Two US Companies to Pay $7 Million for Pet Food Fraud

Two US companies will pay $7 million after admitting that they omitted poultry meal from pet foods or replaced it with feather and bone meals. 

Wilbur-Ellis Co., which makes ingredients used in the pet food industry, will pay about $4.5 million in restitution and $1 million in criminal forfeitures, according to an 11 October announcement from the Department of Justice. The company pleaded guilty in April to introducing adulterated food into interstate commerce. Texan company Wilbur-Ellis replaced chicken and turkey meal with cheaper substitutes, such as feather meal and feed-grade chicken bone by-product meal. They also omitted ingredients, including the turkey meal in a product labelled as turkey meal.

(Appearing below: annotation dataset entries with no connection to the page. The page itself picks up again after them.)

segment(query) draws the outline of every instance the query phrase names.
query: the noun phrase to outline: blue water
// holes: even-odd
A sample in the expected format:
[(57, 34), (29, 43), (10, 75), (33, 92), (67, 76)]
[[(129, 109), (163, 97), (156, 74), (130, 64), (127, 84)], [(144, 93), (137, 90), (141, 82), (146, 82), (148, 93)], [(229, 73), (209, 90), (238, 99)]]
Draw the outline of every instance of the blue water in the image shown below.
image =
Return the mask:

Diversified Ingredients Inc., a commodities broker in pet food industries, will pay $1.5 million in restitution and $75,000 in criminal forfeiture. That company's leaders pleaded guilty in July to introducing adulterated and misbranded foods. Mr Doyle, an attorney for Diversified Ingredients, said his clients learned about the fraud from the Wilbur-Ellis plant during a lawsuit filed in 2014, when Nestle Purina PetCare Co. had accused Blue Buffalo Co. Ltd. of making false claims about Blue Buffalo's pet food ingredients. He said Diversified Ingredients had no intent to defraud customers, and had relied on their customers to perform quality assurance testing, and Diversified Ingredients since has introduced more quality assurance activities including audits of suppliers.